El pasado día veinte de marzo, horas antes de comenzar la primavera, se conmemoró el Día Internacional de la Felicidad, auspiciado desde la ONU y, tal como sucede desde 2013, se publicó el Informe Mundial de la Felicidad, el cual se establece a partir de seis indicadores para su medida: los ingresos ‘per capita’, la esperanza de vida y la salud, el bienestar social, la generosidad, la ausencia de corrupción y la libertad social.

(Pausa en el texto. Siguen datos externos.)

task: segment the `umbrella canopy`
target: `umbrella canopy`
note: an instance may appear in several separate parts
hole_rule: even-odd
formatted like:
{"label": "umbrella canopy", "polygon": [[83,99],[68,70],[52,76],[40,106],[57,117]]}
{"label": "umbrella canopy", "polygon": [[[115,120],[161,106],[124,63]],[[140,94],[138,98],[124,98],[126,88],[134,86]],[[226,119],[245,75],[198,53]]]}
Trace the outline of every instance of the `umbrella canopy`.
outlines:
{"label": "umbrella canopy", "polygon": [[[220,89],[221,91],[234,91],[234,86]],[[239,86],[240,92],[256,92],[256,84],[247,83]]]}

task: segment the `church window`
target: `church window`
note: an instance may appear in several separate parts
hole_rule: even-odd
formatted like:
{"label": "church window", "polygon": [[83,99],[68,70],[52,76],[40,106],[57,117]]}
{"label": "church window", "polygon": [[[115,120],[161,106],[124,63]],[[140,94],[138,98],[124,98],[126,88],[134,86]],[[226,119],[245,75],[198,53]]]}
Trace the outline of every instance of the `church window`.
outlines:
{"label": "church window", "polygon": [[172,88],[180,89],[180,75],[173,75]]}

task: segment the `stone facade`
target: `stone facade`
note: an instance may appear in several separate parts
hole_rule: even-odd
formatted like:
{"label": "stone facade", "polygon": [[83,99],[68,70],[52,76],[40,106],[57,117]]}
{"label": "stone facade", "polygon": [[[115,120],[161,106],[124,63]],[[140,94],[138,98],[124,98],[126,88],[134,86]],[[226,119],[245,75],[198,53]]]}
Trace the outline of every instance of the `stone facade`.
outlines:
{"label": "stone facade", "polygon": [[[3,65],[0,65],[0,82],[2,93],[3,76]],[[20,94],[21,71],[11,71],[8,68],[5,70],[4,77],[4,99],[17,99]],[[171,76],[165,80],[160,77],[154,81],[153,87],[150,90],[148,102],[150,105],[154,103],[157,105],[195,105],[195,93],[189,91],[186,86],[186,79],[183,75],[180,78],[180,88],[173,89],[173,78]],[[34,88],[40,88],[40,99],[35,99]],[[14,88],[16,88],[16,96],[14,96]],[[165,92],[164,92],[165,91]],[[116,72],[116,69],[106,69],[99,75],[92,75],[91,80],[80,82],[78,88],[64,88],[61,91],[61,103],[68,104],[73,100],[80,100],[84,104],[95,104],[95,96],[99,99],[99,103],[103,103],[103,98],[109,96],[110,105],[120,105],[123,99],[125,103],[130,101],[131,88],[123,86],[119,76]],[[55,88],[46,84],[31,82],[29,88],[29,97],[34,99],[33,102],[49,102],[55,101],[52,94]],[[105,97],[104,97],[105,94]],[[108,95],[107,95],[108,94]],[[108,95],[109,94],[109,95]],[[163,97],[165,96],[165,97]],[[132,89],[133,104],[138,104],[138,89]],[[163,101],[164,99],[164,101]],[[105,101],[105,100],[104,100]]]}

El ranking mundial lo dominan los países nórdicos de Europa, con Finlandia (7,63 puntos sobre 10) en primera posición, seguida de Dinamarca (7,59), Noruega (7,55) e Islandia (7,49), mientras nuestra España (6,31) ha empeorado dos puestos en el último año, situándose en, una más que discreta, trigésimo sexta posición, ubicada detrás Singapore (6,34) y Malasia (6,32), y adelantando, de forma apurada, a Colombia (6,26) y Trinidad & Tobago (6,19).

Teniendo en cuenta las variables utilizadas para constituir este ranking, algunas de ellas disparadas al alza en España, como la corrupción, y otras en franco retroceso debido a la política de recortes implantada con la coartada de la explosión de la crisis, que afectaron especialmente a los gastos sanitarios y la devaluación salarial impuesta tras la aprobación de la Reforma Laboral, a nadie puede sorprender el descenso de nuestro país en esta clasificación mundial. La estadística pone en datos concretos lo que sabe cualquier español de a pie de calle.

España es la décimo cuarta potencia económica mundial, sin embargo la felicidad que proporciona a sus gentes a través de las políticas de sus responsables y de su Gobierno, que son quienes establecen sus prioridades a través del presupuesto y de la gestión de las cuentas públicas, le lleva a una posición decepcionante. Su posición en el ranking mundial de la felicidad, a pesar de su clima, sus horas de sol y la dieta mediterránea tiene que ver con un inadecuado reparto de la riqueza: hay menos felicidad, porque hay más desigualdad.

Cada persona tiene en sus manos trabajar la percepción de su propia felicidad, pero a la hora de medirla a través de estadísticas oficiales el “odioso parné” monopoliza el protagonismo y al final, como irónicamente sentencia Woody Allen: “…el dinero no da la felicidad, pero procura una sensación tan parecida, que se necesita un especialista muy avanzado para verificar la diferencia”.